My first few years of teaching, I developed a theory that if I wrote a book by my fourth year I would be famous and have a film made after me (think any major Hollywood film done after a teacher). Cheesy jokes aside, with iAuthor, I knew I had a chance to create an iBook with all of my research and experiments in education and technology. Doing a lot of technology presentations, I wanted to share what I had created as well as show off what this application could do for interactive books. 

First, I love the interactive features. I was able to imbed pictures, keynotes, videos and diagrams that could do what I needed at the click of a button. Plus, with the Keynote files, all of my imbedded content and clips remained.

With chapters, it is easy to organize and arrange content for easy navigation. At the beginning of the chapter are special pages to organize content ahead of time while choosing one page or two page layouts.

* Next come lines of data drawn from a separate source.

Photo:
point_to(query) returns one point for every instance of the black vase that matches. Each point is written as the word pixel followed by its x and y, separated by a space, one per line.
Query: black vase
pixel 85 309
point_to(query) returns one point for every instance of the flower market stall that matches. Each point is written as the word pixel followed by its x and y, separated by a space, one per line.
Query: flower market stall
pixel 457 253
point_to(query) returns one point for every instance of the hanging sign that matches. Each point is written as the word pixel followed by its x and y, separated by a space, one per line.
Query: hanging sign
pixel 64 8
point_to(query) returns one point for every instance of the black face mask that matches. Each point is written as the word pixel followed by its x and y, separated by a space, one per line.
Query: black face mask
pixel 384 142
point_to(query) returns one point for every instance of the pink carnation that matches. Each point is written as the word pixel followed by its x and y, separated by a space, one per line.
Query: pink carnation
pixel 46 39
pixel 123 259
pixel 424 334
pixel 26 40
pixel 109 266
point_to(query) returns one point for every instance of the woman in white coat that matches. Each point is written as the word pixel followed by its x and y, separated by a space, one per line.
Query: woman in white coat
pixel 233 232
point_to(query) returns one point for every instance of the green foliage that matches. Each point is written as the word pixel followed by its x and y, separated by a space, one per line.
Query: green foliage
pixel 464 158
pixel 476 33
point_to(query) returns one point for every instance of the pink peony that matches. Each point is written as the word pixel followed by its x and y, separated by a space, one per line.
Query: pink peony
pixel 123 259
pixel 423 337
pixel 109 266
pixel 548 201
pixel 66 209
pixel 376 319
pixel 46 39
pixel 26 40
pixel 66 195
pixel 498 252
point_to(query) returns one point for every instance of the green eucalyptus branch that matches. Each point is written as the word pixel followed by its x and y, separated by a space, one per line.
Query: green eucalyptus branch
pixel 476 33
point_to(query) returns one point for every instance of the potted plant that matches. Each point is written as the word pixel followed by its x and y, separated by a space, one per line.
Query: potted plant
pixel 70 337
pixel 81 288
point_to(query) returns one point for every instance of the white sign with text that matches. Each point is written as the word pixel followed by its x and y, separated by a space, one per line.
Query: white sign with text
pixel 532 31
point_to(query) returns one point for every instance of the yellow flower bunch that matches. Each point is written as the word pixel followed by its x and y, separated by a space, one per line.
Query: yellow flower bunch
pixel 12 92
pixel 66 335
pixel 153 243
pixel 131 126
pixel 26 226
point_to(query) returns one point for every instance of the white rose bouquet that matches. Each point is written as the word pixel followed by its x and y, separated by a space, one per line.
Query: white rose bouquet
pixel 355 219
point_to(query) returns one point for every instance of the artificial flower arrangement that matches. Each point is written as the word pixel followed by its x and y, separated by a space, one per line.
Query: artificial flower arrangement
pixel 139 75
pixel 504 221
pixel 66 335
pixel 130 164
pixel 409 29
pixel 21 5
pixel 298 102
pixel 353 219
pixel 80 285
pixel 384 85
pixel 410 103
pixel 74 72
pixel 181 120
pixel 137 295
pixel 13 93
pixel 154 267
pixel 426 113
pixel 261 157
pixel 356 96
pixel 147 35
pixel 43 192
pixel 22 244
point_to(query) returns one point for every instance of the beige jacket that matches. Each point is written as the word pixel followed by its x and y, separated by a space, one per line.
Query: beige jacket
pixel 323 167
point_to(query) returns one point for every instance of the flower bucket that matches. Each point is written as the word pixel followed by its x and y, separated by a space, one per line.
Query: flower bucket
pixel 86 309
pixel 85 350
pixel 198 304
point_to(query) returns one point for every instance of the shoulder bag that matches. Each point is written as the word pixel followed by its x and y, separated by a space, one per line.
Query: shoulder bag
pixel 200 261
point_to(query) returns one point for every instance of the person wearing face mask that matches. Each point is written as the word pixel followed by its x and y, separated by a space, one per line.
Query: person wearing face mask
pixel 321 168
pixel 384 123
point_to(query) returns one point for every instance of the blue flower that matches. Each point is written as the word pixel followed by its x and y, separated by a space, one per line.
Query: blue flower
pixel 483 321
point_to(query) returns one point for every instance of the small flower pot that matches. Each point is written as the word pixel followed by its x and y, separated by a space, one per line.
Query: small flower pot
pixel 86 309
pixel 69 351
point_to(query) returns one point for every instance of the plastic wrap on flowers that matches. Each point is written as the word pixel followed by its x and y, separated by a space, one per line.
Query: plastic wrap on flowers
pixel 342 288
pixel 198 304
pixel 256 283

As I created the book, it was so easy to add content that my book quickly grew. I only added content on resources that I actually used or had experimented with in my class. The best part, as I start to add more and experiment in my class, I could add more, take items out and retype as needed. The book is never printed, so I never have to worry about cost, only my time.

After writing the book I was hit with one conclusion, while I enjoy iAuthor this program would be amazing for my students. Sure, I can create a book with lessons and my presentations for my students, but why not let my kids create that content? I’m already doing project based learning, the end product could easily be an iBook. In that vein, kids are writing, creating video, creating Keynotes, giving presentations and working on verbal and communication skills all at the same time. Plus, at the end of the year, you have a whole library of content that your students would have created demonstrating their learning and understanding.

In the end, we are teaching our students to find content, consume it, and then produce a final product that has value. These are the exact skills employers hope that people have when embarking on a job interview. Kids can learn job specific skills from their boss, but thinking, writing, and application are skills that can be used anywhere.